Here follows a selection of Sir Albus Manchild's more interesting pieces.  Many of his works can be found, as scores or audio, online at the British Library Sound Archive.

"Lepidoptera" - an operetta, taking as its inspiration the colorful speciation of butterflies, libretto by Vladimir Dmitrievich Nabokov (father of the famous novelist)

"The Realms of Prester John" - a symphonic cycle in which a young traveler visits the fabled lands of the mythical Christian King of the Three Indias.  The movements are: 1. The Sandy Sea, 2. The Sciapod's Song, 3. The Amazon's Dance, 4. Seventy-Two Kings At Table, 5. Saint Thomas's Living Hand

"The Train"  Symphonic evocation of the locomotive passage from London to Edinburgh, played as one movement.  This piece, in which each pastoral element of the English landscape - sun, wind, hill, stream, village - is assigned its own melody and instruments and then allowed to mingle with the others creating a sense of passing scenery, contains the earliest known use of pizzicato cellos and basses to mimic the sound of a steam locomotive (an orchestral "trick" common in the soundtracks of the first half of the twentieth century).
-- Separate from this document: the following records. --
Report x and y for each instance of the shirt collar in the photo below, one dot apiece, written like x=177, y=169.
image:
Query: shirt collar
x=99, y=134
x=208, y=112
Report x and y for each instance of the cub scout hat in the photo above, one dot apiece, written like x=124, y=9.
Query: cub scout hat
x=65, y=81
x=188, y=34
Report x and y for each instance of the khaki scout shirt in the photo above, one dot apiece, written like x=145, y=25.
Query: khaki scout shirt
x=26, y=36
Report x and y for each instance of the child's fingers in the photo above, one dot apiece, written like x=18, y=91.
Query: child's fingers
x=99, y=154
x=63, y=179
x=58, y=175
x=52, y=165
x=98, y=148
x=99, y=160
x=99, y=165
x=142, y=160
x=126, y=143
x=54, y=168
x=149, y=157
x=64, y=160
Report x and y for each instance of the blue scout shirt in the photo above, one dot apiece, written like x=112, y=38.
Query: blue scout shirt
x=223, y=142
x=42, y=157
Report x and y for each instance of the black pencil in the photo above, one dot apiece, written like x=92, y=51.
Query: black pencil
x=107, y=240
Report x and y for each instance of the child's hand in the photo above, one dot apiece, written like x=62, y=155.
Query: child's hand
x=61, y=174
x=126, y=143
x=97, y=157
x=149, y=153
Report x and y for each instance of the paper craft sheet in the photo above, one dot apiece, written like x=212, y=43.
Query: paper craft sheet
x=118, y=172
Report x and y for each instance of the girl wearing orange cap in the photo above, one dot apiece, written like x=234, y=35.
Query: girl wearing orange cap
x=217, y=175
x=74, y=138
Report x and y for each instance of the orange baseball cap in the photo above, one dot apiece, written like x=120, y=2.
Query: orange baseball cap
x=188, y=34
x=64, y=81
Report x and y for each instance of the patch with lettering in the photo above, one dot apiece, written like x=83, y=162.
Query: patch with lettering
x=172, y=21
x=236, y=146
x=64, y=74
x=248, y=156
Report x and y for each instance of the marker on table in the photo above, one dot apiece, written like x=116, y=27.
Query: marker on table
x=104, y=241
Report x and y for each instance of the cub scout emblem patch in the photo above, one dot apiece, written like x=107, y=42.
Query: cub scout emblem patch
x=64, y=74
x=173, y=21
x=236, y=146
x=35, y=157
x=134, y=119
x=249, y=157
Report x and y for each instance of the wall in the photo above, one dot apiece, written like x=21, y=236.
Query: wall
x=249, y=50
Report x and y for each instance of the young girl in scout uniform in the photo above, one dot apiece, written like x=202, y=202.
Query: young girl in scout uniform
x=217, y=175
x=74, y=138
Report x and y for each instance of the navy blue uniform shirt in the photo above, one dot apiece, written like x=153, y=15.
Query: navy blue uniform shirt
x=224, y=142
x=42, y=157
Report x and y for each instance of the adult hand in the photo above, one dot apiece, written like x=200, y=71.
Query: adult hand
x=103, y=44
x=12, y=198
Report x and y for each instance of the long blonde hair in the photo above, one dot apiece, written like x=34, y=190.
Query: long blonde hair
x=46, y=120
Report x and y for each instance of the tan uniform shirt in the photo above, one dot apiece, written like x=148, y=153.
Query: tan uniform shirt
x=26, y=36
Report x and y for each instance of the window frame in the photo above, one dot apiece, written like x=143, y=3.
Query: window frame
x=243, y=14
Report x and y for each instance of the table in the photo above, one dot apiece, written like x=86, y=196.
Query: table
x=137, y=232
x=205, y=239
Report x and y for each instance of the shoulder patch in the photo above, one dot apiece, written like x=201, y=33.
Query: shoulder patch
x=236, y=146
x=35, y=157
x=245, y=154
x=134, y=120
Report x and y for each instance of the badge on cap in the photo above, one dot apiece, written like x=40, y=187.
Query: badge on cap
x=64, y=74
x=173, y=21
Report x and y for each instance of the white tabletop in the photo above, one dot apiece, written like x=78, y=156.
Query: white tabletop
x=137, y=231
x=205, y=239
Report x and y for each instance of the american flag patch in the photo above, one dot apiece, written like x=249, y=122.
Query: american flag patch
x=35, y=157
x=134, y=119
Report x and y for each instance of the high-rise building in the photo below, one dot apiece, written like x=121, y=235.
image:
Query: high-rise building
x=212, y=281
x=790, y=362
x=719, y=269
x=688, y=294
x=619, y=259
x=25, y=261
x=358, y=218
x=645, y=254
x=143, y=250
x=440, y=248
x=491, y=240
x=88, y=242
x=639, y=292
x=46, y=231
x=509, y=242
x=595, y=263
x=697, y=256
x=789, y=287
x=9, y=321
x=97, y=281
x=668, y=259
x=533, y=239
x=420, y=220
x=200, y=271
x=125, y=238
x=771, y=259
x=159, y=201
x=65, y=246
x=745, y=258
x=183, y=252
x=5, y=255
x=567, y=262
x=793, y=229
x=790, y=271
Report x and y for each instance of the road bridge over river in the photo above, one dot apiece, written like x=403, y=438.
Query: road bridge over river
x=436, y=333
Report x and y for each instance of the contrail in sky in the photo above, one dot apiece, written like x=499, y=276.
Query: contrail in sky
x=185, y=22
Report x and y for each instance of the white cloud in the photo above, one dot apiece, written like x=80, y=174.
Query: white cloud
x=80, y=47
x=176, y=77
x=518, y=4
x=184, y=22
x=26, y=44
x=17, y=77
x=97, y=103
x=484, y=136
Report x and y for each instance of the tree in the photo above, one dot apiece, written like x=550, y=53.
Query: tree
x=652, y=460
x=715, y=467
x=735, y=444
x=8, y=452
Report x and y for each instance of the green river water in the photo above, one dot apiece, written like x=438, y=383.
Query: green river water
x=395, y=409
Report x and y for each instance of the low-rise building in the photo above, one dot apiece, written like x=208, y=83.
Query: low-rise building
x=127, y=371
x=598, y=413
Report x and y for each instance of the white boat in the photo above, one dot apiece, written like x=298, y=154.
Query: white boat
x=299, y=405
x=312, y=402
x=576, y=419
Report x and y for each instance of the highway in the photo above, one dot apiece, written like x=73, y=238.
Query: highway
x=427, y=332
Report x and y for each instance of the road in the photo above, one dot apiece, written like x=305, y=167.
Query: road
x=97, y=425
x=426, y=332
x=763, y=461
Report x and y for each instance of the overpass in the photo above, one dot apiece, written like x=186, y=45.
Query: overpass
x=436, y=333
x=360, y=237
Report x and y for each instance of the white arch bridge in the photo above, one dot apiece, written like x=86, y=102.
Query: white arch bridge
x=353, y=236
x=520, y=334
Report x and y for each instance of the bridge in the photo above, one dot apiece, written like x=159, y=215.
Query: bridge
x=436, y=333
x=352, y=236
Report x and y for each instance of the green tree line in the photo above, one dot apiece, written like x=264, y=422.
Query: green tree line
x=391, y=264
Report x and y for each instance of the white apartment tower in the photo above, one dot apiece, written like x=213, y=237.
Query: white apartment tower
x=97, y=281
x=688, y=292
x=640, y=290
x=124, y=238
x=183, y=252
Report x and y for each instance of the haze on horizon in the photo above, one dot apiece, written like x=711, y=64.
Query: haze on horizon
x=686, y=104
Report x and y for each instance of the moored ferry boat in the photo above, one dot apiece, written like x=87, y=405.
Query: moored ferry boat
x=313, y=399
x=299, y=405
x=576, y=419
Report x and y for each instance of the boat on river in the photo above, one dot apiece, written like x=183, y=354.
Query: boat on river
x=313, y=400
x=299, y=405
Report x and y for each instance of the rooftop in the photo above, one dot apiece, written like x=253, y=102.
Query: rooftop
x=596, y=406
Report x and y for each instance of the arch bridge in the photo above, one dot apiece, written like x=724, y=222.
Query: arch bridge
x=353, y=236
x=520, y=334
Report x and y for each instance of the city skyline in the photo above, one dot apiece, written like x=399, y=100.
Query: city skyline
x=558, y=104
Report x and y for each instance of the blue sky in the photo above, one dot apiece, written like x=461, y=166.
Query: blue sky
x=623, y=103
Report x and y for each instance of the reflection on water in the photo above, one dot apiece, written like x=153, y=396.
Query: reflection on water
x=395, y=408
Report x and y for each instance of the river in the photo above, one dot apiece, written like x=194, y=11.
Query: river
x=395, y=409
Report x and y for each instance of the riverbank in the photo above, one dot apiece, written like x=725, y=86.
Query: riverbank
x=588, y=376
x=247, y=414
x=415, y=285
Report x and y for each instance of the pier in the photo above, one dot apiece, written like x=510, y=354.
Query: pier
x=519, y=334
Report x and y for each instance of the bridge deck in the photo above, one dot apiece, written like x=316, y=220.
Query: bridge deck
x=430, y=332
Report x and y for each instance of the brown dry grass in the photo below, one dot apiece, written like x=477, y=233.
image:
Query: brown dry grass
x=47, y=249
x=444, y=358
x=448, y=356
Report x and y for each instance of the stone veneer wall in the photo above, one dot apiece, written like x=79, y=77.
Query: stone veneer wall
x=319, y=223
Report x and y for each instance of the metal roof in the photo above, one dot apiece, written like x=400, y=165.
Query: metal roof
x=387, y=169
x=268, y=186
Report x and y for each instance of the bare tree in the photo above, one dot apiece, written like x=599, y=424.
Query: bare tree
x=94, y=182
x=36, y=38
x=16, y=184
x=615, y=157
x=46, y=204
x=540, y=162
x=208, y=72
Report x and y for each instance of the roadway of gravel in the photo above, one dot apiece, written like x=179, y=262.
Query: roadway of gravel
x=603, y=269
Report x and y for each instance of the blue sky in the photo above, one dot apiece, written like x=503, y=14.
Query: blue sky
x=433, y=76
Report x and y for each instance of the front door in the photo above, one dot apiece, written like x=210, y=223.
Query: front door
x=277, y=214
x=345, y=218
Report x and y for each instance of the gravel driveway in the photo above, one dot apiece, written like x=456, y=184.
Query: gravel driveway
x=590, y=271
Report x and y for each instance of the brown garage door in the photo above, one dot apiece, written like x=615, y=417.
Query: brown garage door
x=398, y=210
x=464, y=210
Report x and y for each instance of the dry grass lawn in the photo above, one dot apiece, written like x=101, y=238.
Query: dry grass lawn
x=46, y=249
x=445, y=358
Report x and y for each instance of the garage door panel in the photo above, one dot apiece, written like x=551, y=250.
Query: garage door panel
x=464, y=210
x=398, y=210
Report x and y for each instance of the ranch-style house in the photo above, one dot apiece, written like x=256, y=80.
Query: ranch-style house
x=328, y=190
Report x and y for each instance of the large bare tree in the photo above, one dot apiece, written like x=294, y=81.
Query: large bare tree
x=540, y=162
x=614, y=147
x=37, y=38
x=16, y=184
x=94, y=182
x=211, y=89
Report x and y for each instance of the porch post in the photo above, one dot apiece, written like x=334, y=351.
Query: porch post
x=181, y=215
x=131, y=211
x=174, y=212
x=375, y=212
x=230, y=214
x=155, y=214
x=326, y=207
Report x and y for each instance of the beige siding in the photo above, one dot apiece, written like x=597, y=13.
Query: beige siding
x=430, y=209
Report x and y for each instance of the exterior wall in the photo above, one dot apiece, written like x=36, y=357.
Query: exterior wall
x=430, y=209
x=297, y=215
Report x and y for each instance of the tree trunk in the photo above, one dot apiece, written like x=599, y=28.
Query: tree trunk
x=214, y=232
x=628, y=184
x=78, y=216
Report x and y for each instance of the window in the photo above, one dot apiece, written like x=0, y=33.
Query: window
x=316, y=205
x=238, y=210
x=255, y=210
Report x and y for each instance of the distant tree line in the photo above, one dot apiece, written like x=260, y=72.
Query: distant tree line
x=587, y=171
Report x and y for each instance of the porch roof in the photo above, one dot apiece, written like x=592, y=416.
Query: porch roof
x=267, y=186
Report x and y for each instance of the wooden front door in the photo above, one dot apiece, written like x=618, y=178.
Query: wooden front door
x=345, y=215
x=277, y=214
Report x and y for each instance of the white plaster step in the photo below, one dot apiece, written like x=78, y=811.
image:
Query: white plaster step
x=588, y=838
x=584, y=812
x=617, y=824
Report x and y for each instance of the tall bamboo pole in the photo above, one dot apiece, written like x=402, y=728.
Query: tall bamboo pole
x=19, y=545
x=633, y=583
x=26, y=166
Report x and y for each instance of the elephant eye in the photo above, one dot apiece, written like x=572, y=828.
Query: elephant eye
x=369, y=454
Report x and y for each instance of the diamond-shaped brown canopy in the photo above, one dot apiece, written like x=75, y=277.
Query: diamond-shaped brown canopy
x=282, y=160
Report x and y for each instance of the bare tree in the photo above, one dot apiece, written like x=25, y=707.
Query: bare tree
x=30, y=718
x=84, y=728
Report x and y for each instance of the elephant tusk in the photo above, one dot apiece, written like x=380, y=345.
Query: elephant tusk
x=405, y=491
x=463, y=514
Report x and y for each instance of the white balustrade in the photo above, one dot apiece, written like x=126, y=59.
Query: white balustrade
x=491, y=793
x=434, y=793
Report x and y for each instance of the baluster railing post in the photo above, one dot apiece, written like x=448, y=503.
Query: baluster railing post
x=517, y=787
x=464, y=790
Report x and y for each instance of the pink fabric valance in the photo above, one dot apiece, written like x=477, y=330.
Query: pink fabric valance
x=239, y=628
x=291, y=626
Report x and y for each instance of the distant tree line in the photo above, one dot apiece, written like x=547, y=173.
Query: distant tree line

"November's Tales" - the story of the drowning of the City of Is, retold successively by four of its victims: the Guard at the Gate, the Strange Horseman, the Queen Herself, and the Fisherman's Wife.  Manchild wrote four prose-poems to be read over the string quartets, but the effect was very avante-garde, and the poems being somewhat risque in parts, the quartets have generally been performed without the accompanying readings.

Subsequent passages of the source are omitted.